The authors indicated that the elevated blood pressure (BP) found in individuals with inverse-salt-sensitivities (ISS) in response to a low salt intake could be caused by polymorphisms in dopamine D2 receptor expression and function, resulting in increased luminal sodium transport in the renal proximal tubule cells caused by the activation of renin-angiotensin system (RAS).  This manuscript is important.  However, there are some concerns in this manuscript. 

1) Introduction is redundant.  The authors should plainly indicate what is known and what this study will clarify.

We have added a section to the introduction to simplify what is known and what this study attempts to clarify.

2) The authors indicated amino peptidase N (APN) expression levels in page 11, last paragraph (3.9. RPTC Plasma Membrane Amino Peptidase N Expression).  However, it is important to show APA expression levels.  Therefore, the authors should indicate the expression levels of APA in addition to APN.

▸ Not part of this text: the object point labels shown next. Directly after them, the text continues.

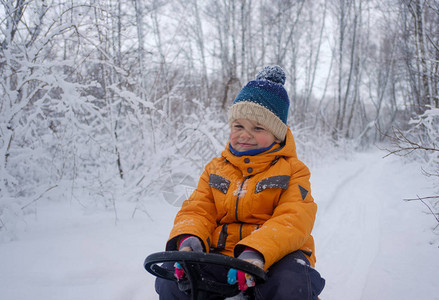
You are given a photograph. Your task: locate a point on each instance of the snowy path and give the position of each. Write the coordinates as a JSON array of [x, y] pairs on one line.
[[370, 243]]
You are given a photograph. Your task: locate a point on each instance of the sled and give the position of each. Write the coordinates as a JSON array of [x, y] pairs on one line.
[[194, 283]]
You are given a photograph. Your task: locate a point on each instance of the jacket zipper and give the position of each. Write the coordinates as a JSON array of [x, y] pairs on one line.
[[237, 198]]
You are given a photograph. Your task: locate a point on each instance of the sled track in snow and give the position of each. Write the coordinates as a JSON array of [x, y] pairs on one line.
[[352, 209]]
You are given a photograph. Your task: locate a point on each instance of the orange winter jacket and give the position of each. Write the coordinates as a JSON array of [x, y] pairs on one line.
[[262, 201]]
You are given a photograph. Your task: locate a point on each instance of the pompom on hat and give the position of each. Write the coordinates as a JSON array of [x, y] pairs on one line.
[[265, 101]]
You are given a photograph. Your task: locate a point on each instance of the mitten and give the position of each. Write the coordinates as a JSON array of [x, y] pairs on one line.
[[245, 280], [188, 243]]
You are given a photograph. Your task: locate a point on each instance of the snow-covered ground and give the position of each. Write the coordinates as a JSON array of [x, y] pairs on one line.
[[370, 243]]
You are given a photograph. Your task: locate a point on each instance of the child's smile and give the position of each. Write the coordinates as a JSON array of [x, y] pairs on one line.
[[247, 134]]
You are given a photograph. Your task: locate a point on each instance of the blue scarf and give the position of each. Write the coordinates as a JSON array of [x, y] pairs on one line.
[[251, 152]]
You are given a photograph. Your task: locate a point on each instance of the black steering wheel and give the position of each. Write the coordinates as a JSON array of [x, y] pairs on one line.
[[199, 286]]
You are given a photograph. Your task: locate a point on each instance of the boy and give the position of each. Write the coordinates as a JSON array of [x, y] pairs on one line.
[[254, 202]]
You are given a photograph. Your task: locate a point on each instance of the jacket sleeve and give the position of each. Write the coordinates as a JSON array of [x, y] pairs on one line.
[[292, 221], [197, 216]]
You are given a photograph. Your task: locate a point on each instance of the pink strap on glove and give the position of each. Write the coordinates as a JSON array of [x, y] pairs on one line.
[[245, 280]]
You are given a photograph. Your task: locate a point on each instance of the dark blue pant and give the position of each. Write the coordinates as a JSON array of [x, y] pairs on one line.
[[290, 278]]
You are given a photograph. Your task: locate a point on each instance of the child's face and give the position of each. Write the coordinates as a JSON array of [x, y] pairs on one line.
[[247, 134]]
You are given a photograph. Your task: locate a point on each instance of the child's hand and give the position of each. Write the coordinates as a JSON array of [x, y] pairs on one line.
[[245, 280], [190, 243]]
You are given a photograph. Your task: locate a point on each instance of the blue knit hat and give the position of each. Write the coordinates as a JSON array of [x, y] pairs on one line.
[[265, 101]]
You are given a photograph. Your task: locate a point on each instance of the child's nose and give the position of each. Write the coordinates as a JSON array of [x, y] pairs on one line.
[[246, 134]]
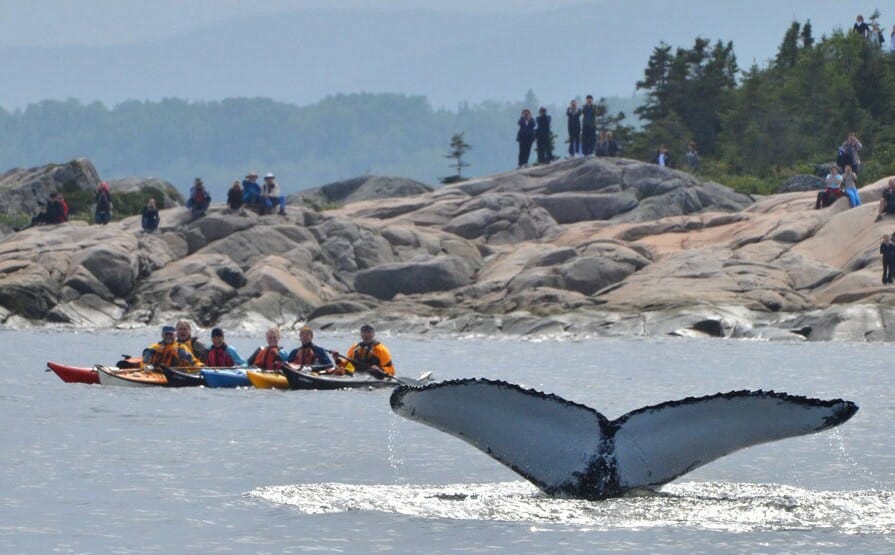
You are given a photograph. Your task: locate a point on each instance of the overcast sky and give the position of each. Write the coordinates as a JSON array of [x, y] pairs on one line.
[[300, 51], [55, 22]]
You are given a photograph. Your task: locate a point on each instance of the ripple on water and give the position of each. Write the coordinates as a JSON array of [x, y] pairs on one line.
[[718, 506]]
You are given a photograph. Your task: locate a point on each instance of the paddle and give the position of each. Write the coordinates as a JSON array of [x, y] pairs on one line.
[[366, 366], [318, 368]]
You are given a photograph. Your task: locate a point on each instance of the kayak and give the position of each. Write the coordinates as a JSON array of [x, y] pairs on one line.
[[307, 378], [267, 379], [130, 377], [183, 377], [225, 377], [73, 374]]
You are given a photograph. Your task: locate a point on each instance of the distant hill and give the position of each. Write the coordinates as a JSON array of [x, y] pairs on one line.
[[305, 146], [302, 56]]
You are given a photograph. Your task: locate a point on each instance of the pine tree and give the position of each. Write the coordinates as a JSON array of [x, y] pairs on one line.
[[458, 150]]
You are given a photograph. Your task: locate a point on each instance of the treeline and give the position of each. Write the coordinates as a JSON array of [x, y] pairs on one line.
[[759, 127], [339, 137]]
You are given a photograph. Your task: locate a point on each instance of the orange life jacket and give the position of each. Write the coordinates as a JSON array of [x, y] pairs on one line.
[[267, 358]]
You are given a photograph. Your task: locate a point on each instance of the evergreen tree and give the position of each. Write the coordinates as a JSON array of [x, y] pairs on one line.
[[459, 147]]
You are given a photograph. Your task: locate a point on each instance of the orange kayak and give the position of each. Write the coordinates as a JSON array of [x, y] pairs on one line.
[[129, 377]]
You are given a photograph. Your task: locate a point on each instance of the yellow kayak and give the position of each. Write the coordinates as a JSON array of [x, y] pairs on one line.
[[267, 379]]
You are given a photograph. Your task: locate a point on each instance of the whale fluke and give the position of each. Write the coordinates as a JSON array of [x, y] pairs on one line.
[[568, 449]]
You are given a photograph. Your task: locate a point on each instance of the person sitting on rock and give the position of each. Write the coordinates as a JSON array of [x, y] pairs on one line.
[[222, 355], [199, 199], [57, 209], [309, 354], [271, 357], [251, 192], [234, 196], [168, 352], [185, 338], [367, 356], [270, 193], [832, 191], [887, 203], [149, 218], [103, 198]]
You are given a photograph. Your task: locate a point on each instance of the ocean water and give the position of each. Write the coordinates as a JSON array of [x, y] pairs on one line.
[[94, 469]]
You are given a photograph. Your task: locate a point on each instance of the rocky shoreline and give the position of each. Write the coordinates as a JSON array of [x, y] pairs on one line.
[[581, 248]]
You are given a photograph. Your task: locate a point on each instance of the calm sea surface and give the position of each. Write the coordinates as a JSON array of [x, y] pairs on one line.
[[93, 469]]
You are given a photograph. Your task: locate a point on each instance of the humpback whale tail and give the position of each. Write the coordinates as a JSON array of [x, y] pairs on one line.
[[568, 449]]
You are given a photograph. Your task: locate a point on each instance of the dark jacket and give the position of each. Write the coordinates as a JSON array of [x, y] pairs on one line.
[[543, 130], [589, 115], [526, 130], [574, 120], [150, 218]]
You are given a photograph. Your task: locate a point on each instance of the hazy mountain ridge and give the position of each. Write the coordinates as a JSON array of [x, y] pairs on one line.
[[302, 56]]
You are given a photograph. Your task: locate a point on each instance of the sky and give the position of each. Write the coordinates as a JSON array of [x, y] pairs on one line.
[[300, 51], [60, 22]]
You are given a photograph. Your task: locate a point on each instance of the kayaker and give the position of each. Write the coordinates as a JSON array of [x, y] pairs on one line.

This is a very astute observation, and we agree that this is an important enzyme to study. In this first mechanistic paper investigating proximal tubule cells from ISS participants, we chose to focus on the low sodium aspect of the phenotype connected to the D2R SNP and D2R expression levels. The study of APA is beyond the scope of this paper.

Our follow up paper to this rather lengthy paper will emphasize the of mechanisms related the high sodium aspects of the cellular phenotype of ISS.

3) I think that the data of fenoldopam (FEN)/ vehicle (VEH) in salt resistance is 0.955 but not 0.055.  Therefore, the authors should correct the data in page 6, last paragraph (3.2. Direct AT2R Plasma Membrane Recruitment in uRPTC).

Thank you for identifying this now corrected error.

4)  I think that “Control miRNA” is not correct in Figure 5A.  The authors should correct “Control miRNA” to “Control siRNA”.

Thank you for identifying this corrected error.

5)  I think that “individuals with ISS than those with SS” (Page 10, line 15) is not correct.  The authors should correct “SS” to “SR”.

Thank you for identifying this corrected error.

Author Response File: Author Response.docx

Round 2

Reviewer 2 Report

Because the authors responded adequately to my concerns, I have no special requests.